In a conversation with former Fox News anchor Tucker Carlson at the Family Leadership Summit Friday afternoon, Ramaswamy said big tech platforms’ moderation of news on Hunter Biden’s laptop in 2020 and perceptions of excessive government over vaccines and on stay-at-home mandates during the pandemic has prevented people from accessing the truth.
“What caused January 6 is the pervasive censorship in this country in the run-up to January 6,” Ramaswamy said, repudiating the notion that Trump motivated the riot. “You tell people in this country they can’t talk. That’s when they scream. You tell people they can’t yell. That’s when they tear things down.
« Until we look in the mirror and admit the truth about this, we will not move forward as a country, » Ramaswamy added.
Ramaswamy’s comments appear to be aimed at the wing of the Republican party that has been trying to shift the blame around the January 6 riot from Trump’s constant falsehoods that election fraud pushed the vote towards Joe Biden. They’re also in line with popular conservative sentiments that the government has overstepped First Amendment issues in its relationship with big tech.
Throughout his run, Ramaswamy has not been afraid to step outside the mainstream with his stances. Notably, his foreign policy plan is to give Russia the land he tried to take from Ukraine during the war in exchange for giving up its partnership with Beijing. Such an arrangement would not sit well with European allies and is in stark contrast to the Biden administration’s current approach.
“I would negotiate an agreement that ends the war in Ukraine by freezing the current lines of control. Yes, that means giving part of the Donbas region to Russia,” Ramaswamy said, referring to a region Russia has been trying to take from Ukraine. “I will make a strong commitment that NATO will never admit Ukraine into NATO. And those seem like unspeakable words, certainly in the Republican donor class, but we get something greater in return.
His eyebrow-raising stances may partially explain his relative success in the GOP primary so far.
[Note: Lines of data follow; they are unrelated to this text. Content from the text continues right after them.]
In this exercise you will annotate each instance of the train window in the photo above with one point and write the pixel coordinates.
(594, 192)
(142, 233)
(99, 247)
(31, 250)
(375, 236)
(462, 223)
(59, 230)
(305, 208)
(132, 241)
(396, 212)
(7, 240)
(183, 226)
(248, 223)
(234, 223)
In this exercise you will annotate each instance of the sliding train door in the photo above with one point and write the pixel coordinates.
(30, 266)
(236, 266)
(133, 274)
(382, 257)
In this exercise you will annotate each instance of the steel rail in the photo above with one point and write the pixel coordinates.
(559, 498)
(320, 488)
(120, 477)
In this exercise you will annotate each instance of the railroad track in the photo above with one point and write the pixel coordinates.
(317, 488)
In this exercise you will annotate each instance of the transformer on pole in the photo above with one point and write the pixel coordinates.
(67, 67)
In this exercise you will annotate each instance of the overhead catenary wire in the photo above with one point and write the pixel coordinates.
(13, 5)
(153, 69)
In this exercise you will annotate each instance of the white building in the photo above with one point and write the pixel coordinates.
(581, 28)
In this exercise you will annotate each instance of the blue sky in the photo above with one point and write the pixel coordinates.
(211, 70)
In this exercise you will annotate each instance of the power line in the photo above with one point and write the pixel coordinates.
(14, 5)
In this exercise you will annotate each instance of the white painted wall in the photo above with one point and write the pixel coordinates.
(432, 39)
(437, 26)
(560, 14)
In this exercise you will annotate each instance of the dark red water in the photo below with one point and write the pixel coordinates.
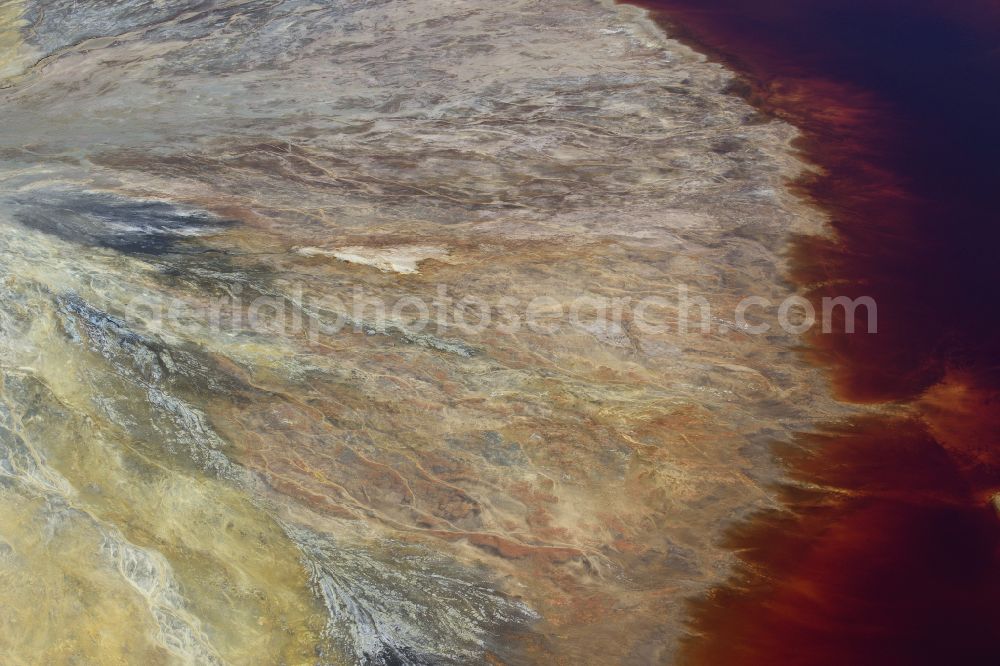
(894, 556)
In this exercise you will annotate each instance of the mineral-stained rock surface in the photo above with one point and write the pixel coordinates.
(214, 446)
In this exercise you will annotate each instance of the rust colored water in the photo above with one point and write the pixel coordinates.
(888, 551)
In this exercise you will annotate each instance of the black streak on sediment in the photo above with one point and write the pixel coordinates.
(127, 225)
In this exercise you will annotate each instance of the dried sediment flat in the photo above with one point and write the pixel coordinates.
(184, 485)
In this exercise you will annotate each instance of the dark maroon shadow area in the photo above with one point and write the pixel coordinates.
(895, 557)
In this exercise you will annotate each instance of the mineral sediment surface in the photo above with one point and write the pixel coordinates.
(184, 482)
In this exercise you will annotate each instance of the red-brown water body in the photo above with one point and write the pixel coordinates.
(888, 551)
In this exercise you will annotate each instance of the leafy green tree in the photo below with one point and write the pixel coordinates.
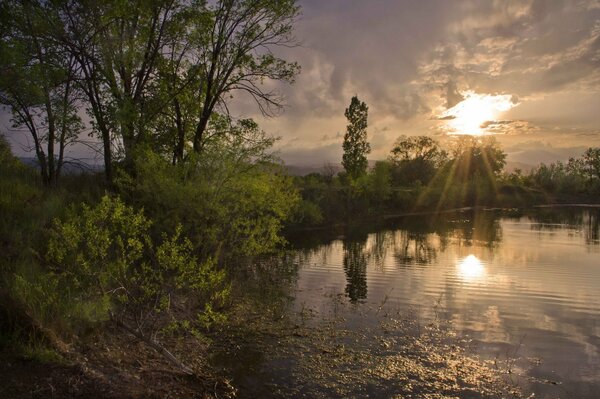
(477, 156)
(235, 54)
(37, 82)
(155, 73)
(232, 199)
(416, 159)
(591, 160)
(356, 147)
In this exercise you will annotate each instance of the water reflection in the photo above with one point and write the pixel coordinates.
(553, 219)
(355, 267)
(470, 269)
(526, 280)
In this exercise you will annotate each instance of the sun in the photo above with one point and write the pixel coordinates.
(470, 115)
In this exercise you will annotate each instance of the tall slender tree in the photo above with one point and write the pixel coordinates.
(356, 147)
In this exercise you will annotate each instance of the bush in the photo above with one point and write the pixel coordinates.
(105, 258)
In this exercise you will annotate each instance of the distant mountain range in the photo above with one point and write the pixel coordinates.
(70, 167)
(73, 167)
(303, 170)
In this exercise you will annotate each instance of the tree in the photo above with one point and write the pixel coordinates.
(355, 144)
(477, 156)
(37, 82)
(236, 54)
(155, 73)
(591, 160)
(416, 158)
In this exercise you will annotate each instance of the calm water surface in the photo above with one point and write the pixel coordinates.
(524, 288)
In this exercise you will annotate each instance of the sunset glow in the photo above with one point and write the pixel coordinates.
(471, 114)
(470, 268)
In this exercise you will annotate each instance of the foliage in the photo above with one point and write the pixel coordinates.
(416, 159)
(37, 82)
(355, 144)
(231, 201)
(106, 255)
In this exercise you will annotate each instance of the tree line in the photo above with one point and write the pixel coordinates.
(421, 174)
(146, 74)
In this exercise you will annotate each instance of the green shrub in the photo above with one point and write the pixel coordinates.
(105, 258)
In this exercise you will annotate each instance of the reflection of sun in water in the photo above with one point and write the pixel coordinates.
(470, 268)
(470, 115)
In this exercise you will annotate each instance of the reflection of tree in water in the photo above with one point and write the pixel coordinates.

A millionaire and successful entrepreneur, Ramaswamy’s rise to fame in conservative circles was due in part to his corporate ideology which rejected increasingly common practices of corporate responsibility, especially in environmental, social and corporate governance.
Despite his relatively low recognition and paucity of political experience relative to the field, Ramaswamy has performed increasingly well in the polls since announcing his presidential run in February. In a Morning consultation poll released Wednesday – which counts as one poll to qualify for the first GOP debate – the businessman placed third with 8% support, edging out big names including Pence, the former South Carolina governor Nikki Haley, South Carolina Senator Tim Scott and former New Jersey Governor Chris Christie.
Ramaswamy is yet to meet donor requirements to enter the debate stage in August, having launched a money solicitation program that would give backers a portion of the money they help raise.